Perché avete capito che questa storia non è solo fine a se stessa, nella conclusione tragica, ma ha anche una spiegazione.

D’accordo, fatemi gustare ancora un istante il terrore di Decollato attraverso la pipa e vi spiego.

Un terrore breve. Breve e intenso.

Decollato disprezzava Meningiosi, non con l’intelligenza di chi comprende davvero, ma con la boriosità di chi si sente superiore.

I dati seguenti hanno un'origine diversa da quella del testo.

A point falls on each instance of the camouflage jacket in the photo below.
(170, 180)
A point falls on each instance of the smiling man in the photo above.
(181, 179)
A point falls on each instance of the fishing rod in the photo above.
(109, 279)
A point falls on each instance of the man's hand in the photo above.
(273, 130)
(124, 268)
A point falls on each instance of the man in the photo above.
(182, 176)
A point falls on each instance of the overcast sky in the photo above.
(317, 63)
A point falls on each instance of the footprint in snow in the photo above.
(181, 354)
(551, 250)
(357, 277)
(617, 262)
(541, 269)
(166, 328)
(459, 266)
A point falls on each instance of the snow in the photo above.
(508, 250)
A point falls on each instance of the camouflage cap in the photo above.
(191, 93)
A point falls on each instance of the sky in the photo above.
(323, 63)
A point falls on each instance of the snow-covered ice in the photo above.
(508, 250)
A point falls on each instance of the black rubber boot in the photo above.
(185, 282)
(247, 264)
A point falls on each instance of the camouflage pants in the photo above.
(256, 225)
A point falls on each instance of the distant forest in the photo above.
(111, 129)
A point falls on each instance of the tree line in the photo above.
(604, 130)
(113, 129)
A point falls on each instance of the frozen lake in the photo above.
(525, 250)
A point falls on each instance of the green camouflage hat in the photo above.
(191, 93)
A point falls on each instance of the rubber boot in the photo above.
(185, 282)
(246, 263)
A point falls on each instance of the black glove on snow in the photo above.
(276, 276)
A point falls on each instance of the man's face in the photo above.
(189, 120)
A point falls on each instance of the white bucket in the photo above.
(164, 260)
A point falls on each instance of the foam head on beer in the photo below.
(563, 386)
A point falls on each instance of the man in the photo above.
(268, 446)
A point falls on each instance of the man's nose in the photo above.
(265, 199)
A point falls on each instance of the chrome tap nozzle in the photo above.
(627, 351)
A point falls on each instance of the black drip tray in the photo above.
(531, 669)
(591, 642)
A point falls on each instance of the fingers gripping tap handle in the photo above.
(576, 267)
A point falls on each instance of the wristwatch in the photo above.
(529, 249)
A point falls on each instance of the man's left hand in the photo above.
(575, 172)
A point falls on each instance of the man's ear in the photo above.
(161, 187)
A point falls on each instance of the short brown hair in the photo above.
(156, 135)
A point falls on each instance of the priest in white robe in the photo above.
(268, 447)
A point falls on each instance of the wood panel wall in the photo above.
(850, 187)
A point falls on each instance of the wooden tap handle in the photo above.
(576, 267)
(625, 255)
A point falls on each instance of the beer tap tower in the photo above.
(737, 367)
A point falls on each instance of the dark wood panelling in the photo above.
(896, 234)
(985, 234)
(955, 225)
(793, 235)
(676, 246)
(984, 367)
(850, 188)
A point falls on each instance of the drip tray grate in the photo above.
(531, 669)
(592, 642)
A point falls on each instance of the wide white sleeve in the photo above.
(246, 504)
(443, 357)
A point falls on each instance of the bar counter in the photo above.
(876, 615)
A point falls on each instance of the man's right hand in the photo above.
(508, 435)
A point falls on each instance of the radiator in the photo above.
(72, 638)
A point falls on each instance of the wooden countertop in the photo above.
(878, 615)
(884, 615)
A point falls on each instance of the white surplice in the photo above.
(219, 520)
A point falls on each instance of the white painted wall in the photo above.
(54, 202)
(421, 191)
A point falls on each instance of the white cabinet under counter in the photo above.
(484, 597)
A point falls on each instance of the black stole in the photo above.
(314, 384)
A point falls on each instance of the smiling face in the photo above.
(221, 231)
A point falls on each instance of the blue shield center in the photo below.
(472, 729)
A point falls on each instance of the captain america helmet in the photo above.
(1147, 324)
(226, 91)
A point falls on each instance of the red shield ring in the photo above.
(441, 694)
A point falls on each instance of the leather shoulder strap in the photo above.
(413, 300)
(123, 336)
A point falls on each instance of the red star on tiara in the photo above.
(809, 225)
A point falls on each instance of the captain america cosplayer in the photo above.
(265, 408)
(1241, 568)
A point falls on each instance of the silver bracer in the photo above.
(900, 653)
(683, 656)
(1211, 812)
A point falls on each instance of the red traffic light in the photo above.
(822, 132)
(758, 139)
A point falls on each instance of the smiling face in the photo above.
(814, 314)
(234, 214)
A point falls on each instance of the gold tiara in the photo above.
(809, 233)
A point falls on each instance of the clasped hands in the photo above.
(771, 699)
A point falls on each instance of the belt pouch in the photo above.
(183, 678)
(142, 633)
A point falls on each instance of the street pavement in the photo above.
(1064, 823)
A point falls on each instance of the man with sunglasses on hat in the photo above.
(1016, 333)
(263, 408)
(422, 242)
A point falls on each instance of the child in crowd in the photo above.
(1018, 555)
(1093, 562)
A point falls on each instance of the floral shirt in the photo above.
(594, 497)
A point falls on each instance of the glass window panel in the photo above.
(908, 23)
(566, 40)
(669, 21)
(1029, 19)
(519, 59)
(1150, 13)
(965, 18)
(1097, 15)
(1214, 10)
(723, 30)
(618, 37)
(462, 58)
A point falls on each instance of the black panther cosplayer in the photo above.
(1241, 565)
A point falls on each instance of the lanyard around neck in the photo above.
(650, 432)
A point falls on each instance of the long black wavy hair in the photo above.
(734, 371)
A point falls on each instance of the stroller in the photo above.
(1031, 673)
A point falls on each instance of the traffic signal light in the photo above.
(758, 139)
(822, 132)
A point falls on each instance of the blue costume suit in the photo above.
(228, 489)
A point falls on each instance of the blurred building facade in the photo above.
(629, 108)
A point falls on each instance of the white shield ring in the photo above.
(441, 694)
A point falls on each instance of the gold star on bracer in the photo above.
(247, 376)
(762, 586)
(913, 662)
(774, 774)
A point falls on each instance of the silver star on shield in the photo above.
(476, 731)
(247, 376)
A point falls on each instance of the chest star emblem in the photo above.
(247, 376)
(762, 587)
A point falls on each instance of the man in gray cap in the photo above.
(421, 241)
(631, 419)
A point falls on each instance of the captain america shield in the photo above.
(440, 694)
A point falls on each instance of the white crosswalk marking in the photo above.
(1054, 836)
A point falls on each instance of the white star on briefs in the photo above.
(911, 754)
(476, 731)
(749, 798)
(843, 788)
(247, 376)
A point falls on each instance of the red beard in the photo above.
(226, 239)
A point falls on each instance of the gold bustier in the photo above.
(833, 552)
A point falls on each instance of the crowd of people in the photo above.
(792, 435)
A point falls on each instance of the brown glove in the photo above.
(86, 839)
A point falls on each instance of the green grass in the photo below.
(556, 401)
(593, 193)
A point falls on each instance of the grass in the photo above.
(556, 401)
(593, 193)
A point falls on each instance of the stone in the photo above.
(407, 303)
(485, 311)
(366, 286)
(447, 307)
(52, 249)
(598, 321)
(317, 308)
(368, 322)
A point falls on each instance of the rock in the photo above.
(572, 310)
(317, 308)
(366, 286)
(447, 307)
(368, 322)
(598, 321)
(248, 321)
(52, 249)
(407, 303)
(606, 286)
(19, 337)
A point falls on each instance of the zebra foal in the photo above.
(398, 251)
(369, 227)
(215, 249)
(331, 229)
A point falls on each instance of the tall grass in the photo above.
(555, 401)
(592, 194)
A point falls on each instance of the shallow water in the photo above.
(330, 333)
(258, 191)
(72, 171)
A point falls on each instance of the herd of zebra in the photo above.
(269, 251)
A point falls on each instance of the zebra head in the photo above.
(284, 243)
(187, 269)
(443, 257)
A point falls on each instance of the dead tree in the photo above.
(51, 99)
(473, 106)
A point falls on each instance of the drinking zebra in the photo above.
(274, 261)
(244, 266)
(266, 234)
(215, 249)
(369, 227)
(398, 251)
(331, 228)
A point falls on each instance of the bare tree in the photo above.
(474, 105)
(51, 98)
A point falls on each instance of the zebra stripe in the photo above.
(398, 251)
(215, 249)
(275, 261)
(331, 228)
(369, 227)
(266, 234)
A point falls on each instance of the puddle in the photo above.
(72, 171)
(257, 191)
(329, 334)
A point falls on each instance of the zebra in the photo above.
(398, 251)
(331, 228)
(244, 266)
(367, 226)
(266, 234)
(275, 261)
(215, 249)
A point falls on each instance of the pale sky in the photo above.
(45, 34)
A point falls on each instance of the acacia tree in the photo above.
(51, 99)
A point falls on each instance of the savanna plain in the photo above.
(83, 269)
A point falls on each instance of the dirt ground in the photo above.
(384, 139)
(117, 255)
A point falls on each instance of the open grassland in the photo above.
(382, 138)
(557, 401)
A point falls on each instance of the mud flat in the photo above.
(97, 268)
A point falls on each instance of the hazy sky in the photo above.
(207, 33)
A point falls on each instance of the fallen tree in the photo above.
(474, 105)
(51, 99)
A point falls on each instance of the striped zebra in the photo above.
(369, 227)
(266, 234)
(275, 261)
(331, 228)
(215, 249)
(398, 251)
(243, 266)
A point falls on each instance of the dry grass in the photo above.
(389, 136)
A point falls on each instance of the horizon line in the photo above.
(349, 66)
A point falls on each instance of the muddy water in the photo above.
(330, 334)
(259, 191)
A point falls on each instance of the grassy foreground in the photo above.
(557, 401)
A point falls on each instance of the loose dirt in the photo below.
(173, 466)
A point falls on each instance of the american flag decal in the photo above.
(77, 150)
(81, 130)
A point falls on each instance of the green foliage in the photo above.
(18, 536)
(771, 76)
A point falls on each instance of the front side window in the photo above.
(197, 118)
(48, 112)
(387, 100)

Due responsabili per un esperimento così delicato, come la sperimentazione di un gas vietato dalla comunità, erano troppo, davvero. E già Decollato aveva dimostrato al collega che non gradiva la sua collaborazione.

Un errore, perché Meningiosi era parente di Giolitti.
E molto più ambizioso di lui.

Meningiosi decise che Decollato sarebbe stato la prima cavia del gas.

A piccoli dosi, nel laboratorio, era riuscito a fargliene inalare a sua insaputa. Nulla di particolare, perché il vero esperimento doveva avvenire in condizioni di massima euforia per il collega.
Durante il viaggio in treno verso il successo del Congresso.
A concentrazioni di piccolo assaggio, di preparazione, direi, il gas era sufficiente a procurare mal di gola.

Oh, mi chiedete se il Governo era al corrente.

Vi rispondo con una domanda: secondo voi come mai Decollato era solo su quel treno?

C’era la donna, dite?

Sicuri?

Forse nel vapore del treno c'era il gas che Decollato inalava.
Il vapore che penetrava dai finestrini,
che invadeva i neuroni del professore.

I treni a vapori non funzionavano solo a carbone, ma, a volte, anche con miscele di oli e torba.
Quale arma migliore, occultata e potente, di un lungo viaggio in treno per eliminare il professore?

Se è andata così, e guardate che sto solo narrando il mio punto di vista, io dico che il primo vero sperimento con i gas bellici è riuscito bene.

In effetti non so spiegarvi perché l'uso di questi gas venne abbandonato.
Forse era troppo costoso produrlo, ma Meningiosi fece comunque carriera, fino a vedere la celebrazione completa dell’Impero.
E di se stesso.

Mussolini gli dedicò una statua, proprio a Roma, che nel 1944 venne distrutta da un bombardamento. Si dice che, finita la guerra, i suoi resti furono gettati in una cloaca per soffocarne i miasmi.

Ah, no, non è questo il vero finale della storia. 
Una storia non ha mai una fine, prosegue oltre quelle che narriamo.

Adesso tornate nel treno. Non c’era nessun’altro se non il professore, giusto.

Ma l’esperimento di Meningiosi prevedeva la valutazione di tutti gli abitanti nei pressi dei binari.

E molti, contadini ignari, le loro donne, e i bambini, tutti morirono lungo il viaggio del treno.
Mi chiedo quali furono le loro ultime allucinazioni.
Le loro atroci visioni.

Sapete, figlioli, una volta la tratta Roma-Torino passava proprio attraverso la nostra terra.
Da allora, in serate come questa, io, e i nostri nonni prima di me, accendiamo la pipa.
La assaporiamo a lungo. 
Nel frattempo, sempre soli, ascoltiamo le urla.